The France Brocante site provides information on: antiques (brocante professionals), flea markets (individuals),  Marché aux puces (flea market, professionals), Braderie (end of stock sales), Bourse de collection (barter and exchange), Rederie (could be a play on words for “braderie” or as used in 1854 in the Histoire des rues d’Amiens to mean: charge as much as the market will handle), Bric à brac (tools/odds & ends), Foire à tout (trade fairs), and Salon des antiquaires (antique fairs).  On the home page is the agenda for brocantes in France. For the train ride close to Paris (Ile-de-France), you want to choose the following from the agenda options: (75) Paris, (77) Seine et Marne, (78) Yvelines, (91) Essonne, (92) Hauts de Seine, (93) Seine Saint Denis, (94) Val de Marne, or (95) Val d’Oise.

How does the France Brocante site work?
Organizers, town halls and tourist offices send information to France Brocante. France Brocante shares the information online for location, dates and type of event as soon as they find out. The information is for flea market aficionados, collectors and bargain hunters. Find the region you want, check the dates and have a fun day or weekend! (Set the YouTube setting to 720p HD) [youtube]http://youtu.be/sHw30Du-qlk[/youtube]

Vide-greniers

On the Vide-greniers website, choose either the area or the department number and find dates and times scheduled for cleaning out the attic (vide-greniers) in France, Switzerland, Belgium, Luxembourg, Canada, Guadeloupe, Martinique or Réunion Island (Ile de la Réunion). In Canada, look for the “vide-garage”. The vide-greniers is more a social event in towns where the neighbors get together and possibly give a second life to their no longer useful objects.

The vide-grenier (think garage sale) is a relatively recent activity in France. Selling your things was once looked down upon; it was better to throw them away. The practice of selling personal items in a village or town took off slowly in the 1970s and picked up speed in the 1980s.

The French newspaper, Le Monde, published an article in their Sunday magazine (“Le Magazine du Monde”) entitled “Les TOC de l’époque Les vide-greniers“, Flea Market illustration by Pierre La Police Le Monde accompanying article by Guillemette Faure Le Mondewhich began: “The sidewalks of France are being invaded! To play at being a merchant is the hobby of the summer Sundays. It’s all about getting rid of the kids’ toys and the bread machine you never used. Professional (“authentic”) antique dealers call it the “vide-poubelles” (emptying the garbage).”
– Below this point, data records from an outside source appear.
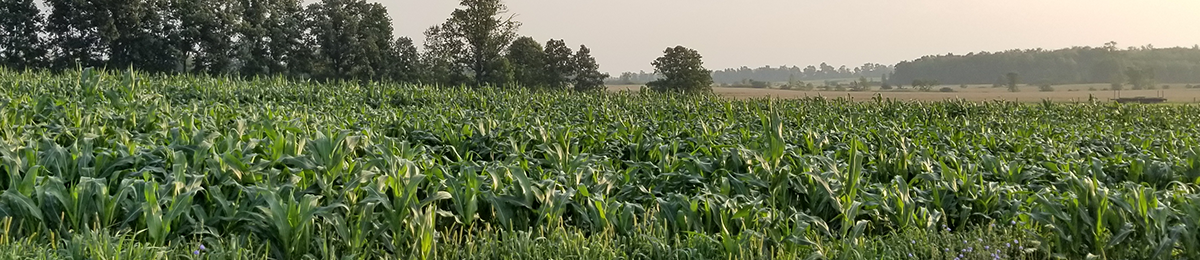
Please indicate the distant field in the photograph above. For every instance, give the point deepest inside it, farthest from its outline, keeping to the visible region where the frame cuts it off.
(1176, 94)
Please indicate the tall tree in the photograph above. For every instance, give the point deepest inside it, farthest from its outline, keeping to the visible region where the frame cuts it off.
(443, 61)
(405, 61)
(141, 36)
(587, 74)
(559, 67)
(75, 35)
(252, 34)
(683, 71)
(483, 31)
(207, 40)
(352, 37)
(21, 47)
(287, 47)
(528, 60)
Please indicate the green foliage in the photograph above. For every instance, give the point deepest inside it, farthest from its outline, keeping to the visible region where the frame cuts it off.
(99, 165)
(559, 67)
(353, 40)
(683, 71)
(528, 60)
(588, 77)
(473, 40)
(21, 47)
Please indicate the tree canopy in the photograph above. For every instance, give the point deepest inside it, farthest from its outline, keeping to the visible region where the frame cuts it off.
(327, 40)
(1063, 66)
(683, 71)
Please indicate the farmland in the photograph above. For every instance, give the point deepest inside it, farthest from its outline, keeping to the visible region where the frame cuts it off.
(1062, 94)
(115, 164)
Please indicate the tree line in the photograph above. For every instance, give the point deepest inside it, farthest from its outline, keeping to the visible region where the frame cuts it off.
(1078, 65)
(329, 40)
(773, 74)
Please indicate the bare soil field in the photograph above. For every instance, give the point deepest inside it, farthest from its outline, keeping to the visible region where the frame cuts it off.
(1175, 94)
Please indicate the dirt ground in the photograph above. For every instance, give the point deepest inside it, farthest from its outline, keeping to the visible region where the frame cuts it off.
(1176, 94)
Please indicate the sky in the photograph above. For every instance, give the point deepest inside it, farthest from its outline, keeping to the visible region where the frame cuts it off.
(627, 35)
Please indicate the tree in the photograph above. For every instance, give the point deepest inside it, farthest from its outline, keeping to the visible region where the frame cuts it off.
(1012, 79)
(405, 61)
(1140, 78)
(286, 29)
(75, 34)
(559, 68)
(588, 77)
(481, 31)
(527, 59)
(207, 35)
(352, 38)
(252, 31)
(683, 71)
(141, 36)
(443, 61)
(19, 43)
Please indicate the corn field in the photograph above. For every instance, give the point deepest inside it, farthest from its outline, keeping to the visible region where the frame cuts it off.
(115, 164)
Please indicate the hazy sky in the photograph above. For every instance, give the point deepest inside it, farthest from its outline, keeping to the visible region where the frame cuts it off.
(627, 35)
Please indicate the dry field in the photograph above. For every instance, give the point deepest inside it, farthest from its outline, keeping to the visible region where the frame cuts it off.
(1176, 94)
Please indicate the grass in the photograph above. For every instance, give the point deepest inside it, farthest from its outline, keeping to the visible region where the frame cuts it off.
(121, 165)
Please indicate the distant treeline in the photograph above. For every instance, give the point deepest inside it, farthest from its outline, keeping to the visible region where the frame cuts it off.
(773, 74)
(1074, 65)
(327, 40)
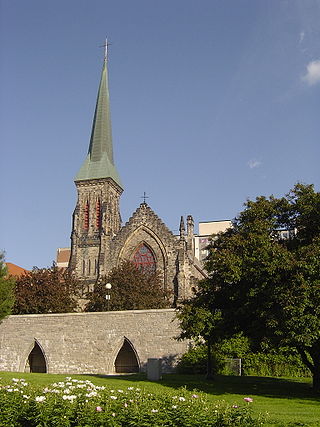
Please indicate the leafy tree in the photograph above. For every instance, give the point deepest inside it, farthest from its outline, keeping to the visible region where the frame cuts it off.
(132, 289)
(264, 275)
(46, 290)
(6, 289)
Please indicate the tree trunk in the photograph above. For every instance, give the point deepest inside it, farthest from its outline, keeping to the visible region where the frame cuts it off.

This humorous article is full of examples of getting rid of the castoffs in a French home. On an historical note, the union of antique dealers tried to get rid of the attic and closet cleaner uppers in the 1990s. They wanted to restrict the riffraff who were actually animating their villages. At the time, the published rules said that each person was limited to two vide-greniers per year. The villagers found a way around the law. Each person in the household would sign up individually, assuring a year-round Sunday sale of whatever was used. The law forbids selling new items or food. Over the next twenty years, however, the antique dealers had a new enemy: eBay and Le Bon coin.com. In the smaller towns and villages or less chic Paris arrondissements, the prices will be better. The space fee for selling is about one to two euros a meter of space, rather than paying 15 to 20 euros a meter in chic Paris quartiers.

The article goes on to say that those who sell at the vide-grenier are sure their items are worth much more than people are willing to pay. So bargain hard (in French).

Guillemette Faure’s article ended with a thought. In searching for gold, she writes, it was usually the pail seller who earned more than the gold hunter. In this vide-grenier example, the pail seller was the café owner. After thinking long and hard about whether or not to pay 50 centimes for a pair of child’s pants, Guillemette went to a café to think. She spent the equivalent of four pairs of pants on the coffee without giving the cost of the caffeine moment a second thought.